Our Agricultural Law team are often approached by clients who are considering selling farmland for redevelopment or who have been approached by developers. Understandably there are lots of questions surrounding this topic. James Goddard, our Senior Property Associate who specialises in agricultural law, has answered a few of the frequently asked questions below to help you know where the start when considering selling farmland for redevelopment.
Q: My parents own some farmland and as they have retired, are considering selling it for residential development. How do we go about this?
The first step is to check that your title is registered at the land registry and if not, to ask a solicitor to review the deeds for you. You should also check there is nothing on the title that is likely to be a cause for concern for a potential purchaser. For example, does the property have adequate access or is it subject to rights for adjoining land owners that could hinder development?
The next stage is to approach a land agent or promoter to see whether the land has development potential. A land agent can advise you on the different methods of proposal. Broadly speaking, there are two methods for selling land for residential development, which are:
- Promotion Agreement – This gives a promoter a fixed period of time to obtain planning permission and to find a developer to purchase the land. There is an incentive on a promoter to obtain planning permission quickly and to maximise the sale value of the land, as they will take a fixed percentage of the sale value.
- Option – In this case, the developer has a fixed period of time to get planning permission and serve notice to purchase the land. In contrast to a promotion agreement, the purchase price can be fixed and the developer will proceed when they are ready.
Finally, you should inform your accountant of the proposals and consider the tax implications of the sale.
Q: I’m in the process of selling land for redevelopment.

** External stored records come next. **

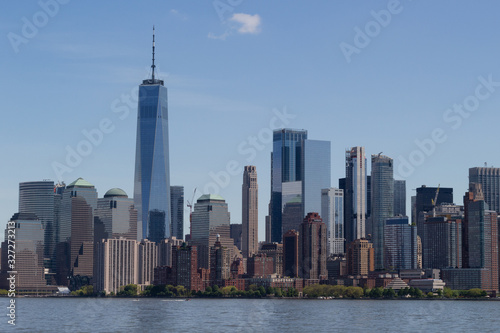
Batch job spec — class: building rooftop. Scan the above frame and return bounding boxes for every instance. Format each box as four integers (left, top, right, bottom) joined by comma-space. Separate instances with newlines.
197, 194, 225, 202
66, 177, 94, 188
104, 188, 128, 198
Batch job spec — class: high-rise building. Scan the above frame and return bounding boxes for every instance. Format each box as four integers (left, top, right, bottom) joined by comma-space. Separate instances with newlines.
94, 238, 138, 295
0, 213, 47, 292
190, 194, 234, 268
230, 224, 242, 250
393, 180, 406, 216
138, 239, 158, 285
300, 212, 328, 280
58, 178, 97, 288
469, 167, 500, 213
467, 201, 498, 292
415, 185, 453, 248
321, 188, 344, 255
384, 217, 417, 270
94, 188, 137, 240
282, 230, 299, 278
371, 154, 394, 270
134, 28, 171, 242
210, 235, 231, 284
344, 147, 367, 244
18, 181, 55, 276
270, 129, 330, 243
424, 216, 462, 269
346, 238, 374, 276
170, 186, 184, 240
242, 166, 258, 258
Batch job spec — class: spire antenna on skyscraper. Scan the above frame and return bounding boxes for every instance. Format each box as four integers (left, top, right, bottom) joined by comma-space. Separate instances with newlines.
151, 25, 156, 81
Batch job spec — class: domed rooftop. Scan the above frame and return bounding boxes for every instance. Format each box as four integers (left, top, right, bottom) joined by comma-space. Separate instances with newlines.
104, 188, 128, 198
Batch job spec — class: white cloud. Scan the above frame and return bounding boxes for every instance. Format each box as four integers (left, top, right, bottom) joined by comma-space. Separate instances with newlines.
229, 13, 261, 34
170, 9, 187, 20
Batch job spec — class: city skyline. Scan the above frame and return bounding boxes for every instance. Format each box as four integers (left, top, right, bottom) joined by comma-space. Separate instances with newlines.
3, 2, 500, 242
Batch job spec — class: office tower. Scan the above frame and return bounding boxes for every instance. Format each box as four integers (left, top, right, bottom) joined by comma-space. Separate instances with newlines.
58, 178, 97, 288
270, 129, 331, 243
259, 243, 283, 276
138, 239, 158, 285
190, 194, 234, 268
346, 238, 374, 276
242, 166, 258, 258
134, 28, 171, 242
393, 180, 406, 216
18, 181, 55, 276
469, 167, 500, 213
300, 212, 328, 280
371, 154, 394, 270
462, 183, 484, 268
384, 217, 417, 270
170, 186, 184, 240
424, 216, 462, 269
230, 224, 242, 250
95, 188, 137, 240
411, 196, 417, 224
466, 198, 498, 292
415, 185, 453, 246
0, 213, 47, 291
321, 188, 344, 255
210, 235, 231, 284
344, 147, 367, 245
282, 230, 299, 277
94, 238, 138, 295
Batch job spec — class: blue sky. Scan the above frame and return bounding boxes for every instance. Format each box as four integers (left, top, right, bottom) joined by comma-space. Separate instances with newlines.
2, 1, 500, 241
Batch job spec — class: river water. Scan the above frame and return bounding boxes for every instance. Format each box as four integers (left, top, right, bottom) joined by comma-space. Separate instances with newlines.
2, 297, 499, 332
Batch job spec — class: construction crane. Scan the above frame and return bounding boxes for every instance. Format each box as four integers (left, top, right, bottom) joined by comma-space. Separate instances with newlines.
186, 188, 197, 240
431, 184, 440, 217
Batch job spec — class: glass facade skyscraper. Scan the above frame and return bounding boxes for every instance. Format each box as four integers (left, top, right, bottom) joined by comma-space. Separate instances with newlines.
134, 30, 171, 242
371, 154, 394, 270
18, 181, 55, 274
321, 188, 344, 255
170, 186, 184, 240
270, 129, 330, 243
344, 147, 367, 244
469, 167, 500, 214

Part of the land is let out for equestrian use but there is no written agreement. Is this likely to be a problem?
It is essential that you check your records to establish how long the land has been let for and for what purpose. There is a clear distinction between land that is used for agricultural business use, such as the commercial grazing of horses, and land which is used for stables or for horse training and exercising. The latter is likely to be classed as ‘for business use’ meaning that the tenant may be able to request a renewal lease at the end of the term. Gather up as much information as you can and take advice from a solicitor on how to document the tenancy, taking into account the developer’s requirements for the land to be vacant prior to sale.